The application of data mining technology has benefited many fields such as health care [10,11], business [12], politics [13], education, and others. Educational Data Mining (EDM) is one of the most important and popular fields of data mining and knowledge extraction from databases.
The objectives of educational data mining can be divided into three sections: educational objectives, administrative objectives, and business objectives. One of the educational objectives is to improve the academic performance of learners.
Decision makers have a huge student database and learning outcomes. However, this massive amount of data, despite the high knowledge it contains, has not been investigated effectively in evaluating students’ academic performance in a comprehensive manner to overall improve the performance of the educational institution, especially in rural and sub-urban areas. A comprehensive literature review has been conducted in this regard. The proposed study investigates the role of some key demographic factors in addition to academic factors as well as the academic performance of high school students to predict success by means of utilizing data mining techniques. It is also concerned with investigating the relationship between academic performance and a set of demographic factors related to the student.
The rest of the paper is organized in the following order: the literature is reviewed in Section 2, a summary of the techniques used is in Section 3, the application and implementation are in Section 4, the results are presented in Section 5, and the conclusion is in Section 6.

2. Related Work

The previous studies are considered as a group of research and studies that deal with the topic that we studied; these studies provide a lot of information to the researcher about the topic of study that helps to fully understand the topic of his scientific research. The following are the most prominent previous studies related to the use of data mining in the educational sector at various educational levels: secondary school, undergraduate level, and master level.
In a related study [14], the researchers used the Naïve Bayesian (NB) algorithm to predict student academic success and behavior. The goal of this study is to use data extraction techniques to help educational institutions gain insight into their educational level, which can also be useful in enhancing the academic performance of students. The application was based on a database containing information on 395 high school students with 35 attributes. Attention has only been given to the set of mathematics degrees in various courses. The classifier categorized the students into two categories, pass and fail, with an accuracy of 87% [14].

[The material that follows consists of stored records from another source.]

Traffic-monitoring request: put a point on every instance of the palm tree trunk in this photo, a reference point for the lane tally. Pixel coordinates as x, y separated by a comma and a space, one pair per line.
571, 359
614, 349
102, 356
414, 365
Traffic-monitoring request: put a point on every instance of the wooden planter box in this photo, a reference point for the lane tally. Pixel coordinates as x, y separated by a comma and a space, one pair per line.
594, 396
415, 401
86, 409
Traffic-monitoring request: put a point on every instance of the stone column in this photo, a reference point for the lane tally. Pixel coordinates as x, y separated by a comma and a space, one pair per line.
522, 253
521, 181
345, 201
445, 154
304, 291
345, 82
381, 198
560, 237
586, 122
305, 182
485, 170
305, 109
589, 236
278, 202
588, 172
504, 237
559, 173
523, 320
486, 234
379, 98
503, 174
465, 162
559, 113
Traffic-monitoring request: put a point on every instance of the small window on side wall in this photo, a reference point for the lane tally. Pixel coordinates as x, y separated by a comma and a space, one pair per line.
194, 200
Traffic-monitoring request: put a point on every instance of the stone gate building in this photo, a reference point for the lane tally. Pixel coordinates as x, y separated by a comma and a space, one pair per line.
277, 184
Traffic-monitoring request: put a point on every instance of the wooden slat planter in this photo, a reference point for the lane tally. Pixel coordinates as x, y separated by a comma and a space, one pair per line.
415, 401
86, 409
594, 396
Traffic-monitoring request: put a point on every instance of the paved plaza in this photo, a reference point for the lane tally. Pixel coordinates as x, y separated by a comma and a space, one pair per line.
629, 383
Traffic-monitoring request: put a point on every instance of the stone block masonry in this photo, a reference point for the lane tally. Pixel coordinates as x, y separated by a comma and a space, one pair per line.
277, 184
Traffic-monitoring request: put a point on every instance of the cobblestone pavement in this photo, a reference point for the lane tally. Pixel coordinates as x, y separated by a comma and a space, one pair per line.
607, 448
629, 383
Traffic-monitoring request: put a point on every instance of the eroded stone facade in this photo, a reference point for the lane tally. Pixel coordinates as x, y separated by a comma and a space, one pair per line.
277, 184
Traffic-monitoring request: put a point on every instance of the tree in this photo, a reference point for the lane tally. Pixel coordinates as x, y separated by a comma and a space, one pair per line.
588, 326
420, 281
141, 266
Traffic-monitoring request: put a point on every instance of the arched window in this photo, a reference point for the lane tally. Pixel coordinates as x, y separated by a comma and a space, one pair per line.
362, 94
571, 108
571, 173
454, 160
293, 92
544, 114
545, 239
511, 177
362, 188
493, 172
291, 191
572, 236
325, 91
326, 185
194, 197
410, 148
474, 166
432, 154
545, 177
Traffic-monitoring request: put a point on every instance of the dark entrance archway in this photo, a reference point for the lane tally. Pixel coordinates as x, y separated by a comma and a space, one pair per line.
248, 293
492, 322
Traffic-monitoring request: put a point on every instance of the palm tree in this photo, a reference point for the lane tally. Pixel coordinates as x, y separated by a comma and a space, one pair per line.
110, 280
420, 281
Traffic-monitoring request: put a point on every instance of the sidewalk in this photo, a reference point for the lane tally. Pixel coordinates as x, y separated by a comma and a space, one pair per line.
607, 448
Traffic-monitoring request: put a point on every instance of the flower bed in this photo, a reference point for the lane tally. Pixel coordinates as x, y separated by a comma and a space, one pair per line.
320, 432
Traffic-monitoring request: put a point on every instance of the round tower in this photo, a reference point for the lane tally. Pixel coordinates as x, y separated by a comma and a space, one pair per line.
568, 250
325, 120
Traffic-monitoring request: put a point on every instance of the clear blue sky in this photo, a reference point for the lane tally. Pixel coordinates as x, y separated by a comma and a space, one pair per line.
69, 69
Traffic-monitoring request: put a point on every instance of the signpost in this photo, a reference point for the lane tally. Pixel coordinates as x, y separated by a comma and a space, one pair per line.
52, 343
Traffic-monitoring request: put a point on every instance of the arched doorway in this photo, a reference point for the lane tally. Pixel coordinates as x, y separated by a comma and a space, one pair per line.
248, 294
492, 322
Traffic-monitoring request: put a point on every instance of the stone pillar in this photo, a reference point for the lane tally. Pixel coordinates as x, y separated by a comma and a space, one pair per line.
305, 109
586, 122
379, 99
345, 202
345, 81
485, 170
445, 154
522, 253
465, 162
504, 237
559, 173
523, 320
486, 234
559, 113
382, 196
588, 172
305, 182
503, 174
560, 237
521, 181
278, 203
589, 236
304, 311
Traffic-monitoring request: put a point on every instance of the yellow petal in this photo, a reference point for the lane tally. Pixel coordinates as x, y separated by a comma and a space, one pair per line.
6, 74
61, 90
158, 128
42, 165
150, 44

Another study [15] was conducted with the purpose of building a classifier that comprehensively analyzes students’ data and forecasts their performance. The study database was collected from 649 students from two secondary schools in Portugal. It includes 33 different characteristics including academic and demographic features. Nine different algorithms were implemented which are (NB, decision tree (J48), Random Forests (RF), Random Tree (RT), REPTree, JRip, OneR, SimpleLogistic (SL), and ZeroR). The results found that academic scores had the largest influence on prediction, followed by study time and school name. The highest score is obtained with OneR and REPTree, with an accuracy of 76.73% [15].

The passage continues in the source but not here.